Vintage 2012 will go down in history as quite extraordinary for all the wrong reasons. And, for the first time in half a century, the world may have a shortage rather than a surplus of wine.
2012是悲惨的年份,悲惨到足以被载入史册。另外,今年还出现了产量不足的情况——要知道,近五十年来,世界葡萄酒市场一直处于供大于求的状态。
Europe’s growing season has been horrible – unlike the west coast of America. Late January and early February, when many vignerons were in the vineyards pruning before the arrival of spring, came that viciously cold snap all over Europe. Temperatures were almost low enough to kill vines – most unusual in supposedly Mediterranean climates. Spring arrived tentatively, but without usefully plentiful rains to replenish water tables. And then, disastrously for quantity, there was extremely unsettled weather in June for the all-important flowering. The result was an exceptionally small, uneven fruit set and relatively few bunches.

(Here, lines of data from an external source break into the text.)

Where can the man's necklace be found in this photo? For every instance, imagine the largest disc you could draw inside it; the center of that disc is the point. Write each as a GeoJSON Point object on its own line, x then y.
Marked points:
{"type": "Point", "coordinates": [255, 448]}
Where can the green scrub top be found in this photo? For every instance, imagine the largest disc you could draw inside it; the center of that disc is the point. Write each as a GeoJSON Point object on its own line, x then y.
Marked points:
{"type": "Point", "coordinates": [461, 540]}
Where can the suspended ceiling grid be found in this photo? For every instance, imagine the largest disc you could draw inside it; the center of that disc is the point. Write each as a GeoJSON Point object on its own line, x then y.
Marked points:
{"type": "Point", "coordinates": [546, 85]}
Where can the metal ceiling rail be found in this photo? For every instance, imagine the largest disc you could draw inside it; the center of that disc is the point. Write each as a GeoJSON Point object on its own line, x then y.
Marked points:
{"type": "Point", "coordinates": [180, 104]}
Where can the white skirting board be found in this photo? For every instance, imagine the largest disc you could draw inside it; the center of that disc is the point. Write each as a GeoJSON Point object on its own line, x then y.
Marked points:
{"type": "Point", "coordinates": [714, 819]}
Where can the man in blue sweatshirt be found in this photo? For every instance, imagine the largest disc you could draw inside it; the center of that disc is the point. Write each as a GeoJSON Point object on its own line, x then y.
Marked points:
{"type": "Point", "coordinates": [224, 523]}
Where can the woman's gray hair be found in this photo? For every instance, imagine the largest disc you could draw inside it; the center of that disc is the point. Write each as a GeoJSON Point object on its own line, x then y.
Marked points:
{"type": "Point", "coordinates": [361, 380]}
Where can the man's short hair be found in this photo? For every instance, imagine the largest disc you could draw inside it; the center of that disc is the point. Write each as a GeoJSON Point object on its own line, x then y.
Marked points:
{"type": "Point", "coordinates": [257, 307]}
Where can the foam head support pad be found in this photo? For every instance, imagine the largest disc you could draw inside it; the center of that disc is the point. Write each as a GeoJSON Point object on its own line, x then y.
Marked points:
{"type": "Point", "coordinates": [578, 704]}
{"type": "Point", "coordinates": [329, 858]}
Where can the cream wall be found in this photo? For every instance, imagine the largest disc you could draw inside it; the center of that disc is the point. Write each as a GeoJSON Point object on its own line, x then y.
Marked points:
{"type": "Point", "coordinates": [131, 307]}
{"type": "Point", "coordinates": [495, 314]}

比起美国西海岸来说,欧洲的生长季节简直可以用糟糕来形容。一月底和二月初期间,当很多种植者为迎接春季的到来而在葡萄园中剪枝时,猛烈的冷空气席卷了欧洲,温度居然骤降到足以冻死葡萄植株的地步,如此的低温在地中海气候下实属罕见。春季虽然犹抱琵琶半遮面地缓缓到来,但与之同来的降雨量却未能有效地对水位提供足够的补偿;六月是葡萄植株生长阶段中最重要的开花期,结果天公却频频变脸,对产量造成了灾难性的影响。这样恶劣的天气情况造成的后果可想而知:葡萄果粒小得可怜,座果非常不均匀,果串数量也相对较少。